What it does do is encourage racial profiling. We’ve seen it happen before in dozens of cases, where innocent individuals are held in violation of the Constitution simply because local law enforcement is suspicious of their legal status.

Nevermind the fact that, whether a person is undocumented or not, they are still subject to protection under the Constitution while on U.S. soil.

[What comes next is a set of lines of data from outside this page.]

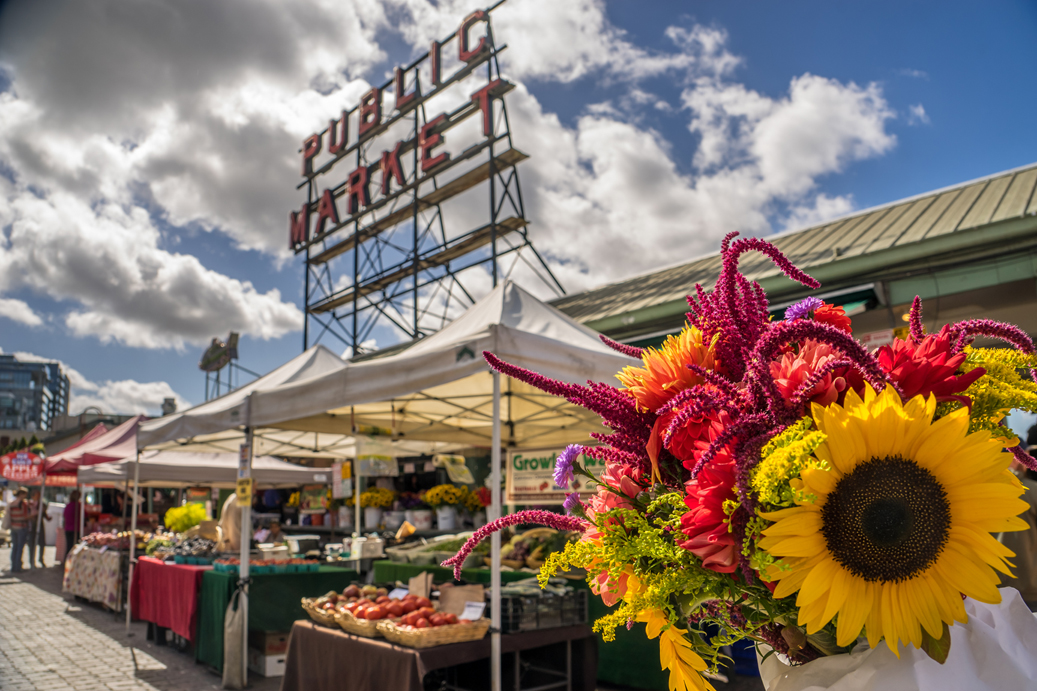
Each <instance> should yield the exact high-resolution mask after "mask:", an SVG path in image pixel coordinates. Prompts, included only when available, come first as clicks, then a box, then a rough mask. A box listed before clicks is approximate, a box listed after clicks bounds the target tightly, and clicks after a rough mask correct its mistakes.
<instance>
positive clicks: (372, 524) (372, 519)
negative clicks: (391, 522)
mask: <svg viewBox="0 0 1037 691" xmlns="http://www.w3.org/2000/svg"><path fill="white" fill-rule="evenodd" d="M381 524H382V509H381V508H380V507H379V506H367V507H365V508H364V530H377V529H379V526H380V525H381Z"/></svg>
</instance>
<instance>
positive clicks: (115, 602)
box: [61, 544, 122, 612]
mask: <svg viewBox="0 0 1037 691" xmlns="http://www.w3.org/2000/svg"><path fill="white" fill-rule="evenodd" d="M61 589H62V590H64V591H65V592H71V593H72V595H74V596H76V597H78V598H83V599H85V600H89V601H90V602H97V603H101V604H102V605H104V606H105V607H108V608H109V609H112V610H115V611H116V612H120V611H122V552H120V551H118V550H109V549H104V548H102V549H94V548H92V547H87V546H86V545H82V544H80V545H77V546H76V548H75V549H74V550H73V551H72V554H69V555H68V558H67V559H65V571H64V580H63V582H62V584H61Z"/></svg>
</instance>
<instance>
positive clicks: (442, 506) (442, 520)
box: [436, 506, 457, 530]
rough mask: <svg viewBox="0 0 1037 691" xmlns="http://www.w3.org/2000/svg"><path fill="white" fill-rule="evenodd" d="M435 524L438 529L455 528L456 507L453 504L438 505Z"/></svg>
mask: <svg viewBox="0 0 1037 691" xmlns="http://www.w3.org/2000/svg"><path fill="white" fill-rule="evenodd" d="M436 525H437V528H438V529H440V530H455V529H456V528H457V509H456V508H454V507H453V506H440V507H439V508H437V509H436Z"/></svg>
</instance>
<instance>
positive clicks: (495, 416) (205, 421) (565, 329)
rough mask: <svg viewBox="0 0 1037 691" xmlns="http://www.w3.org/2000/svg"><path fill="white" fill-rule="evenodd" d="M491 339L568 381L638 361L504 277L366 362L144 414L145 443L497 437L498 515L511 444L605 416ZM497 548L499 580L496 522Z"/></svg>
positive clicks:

Enacting the SAFE Act would increase distrust between the immigrant community and law enforcement. It would foster an environment where immigrants wouldn’t feel safe going to the police for help, thus encouraging their victimization

A letter to Congress, signed by organizations ranging from the Major Cities Chiefs Police Association to law enforcement officials from states such as Illionois, Maryland, Texas and Washington, said the following: “The SAFE Act would radically alter the nature of federal immigration enforcement by vesting enforcement decisions in the hands of state and local law enforcement officials where it does not belong. Immigration is a solely federal policy and it demands a national solution.”

In California, the TRUST Act was recently signed into law, which directly opposes that which the SAFE Act stands for. The TRUST Act does not allow local law enforcement to transfer people to U.S. Immigration and Custom Enforcement for anything less than major crimes.

Let’s hope other states follow California’s lead and that the House realizes that cooperation, not victimization, is the key.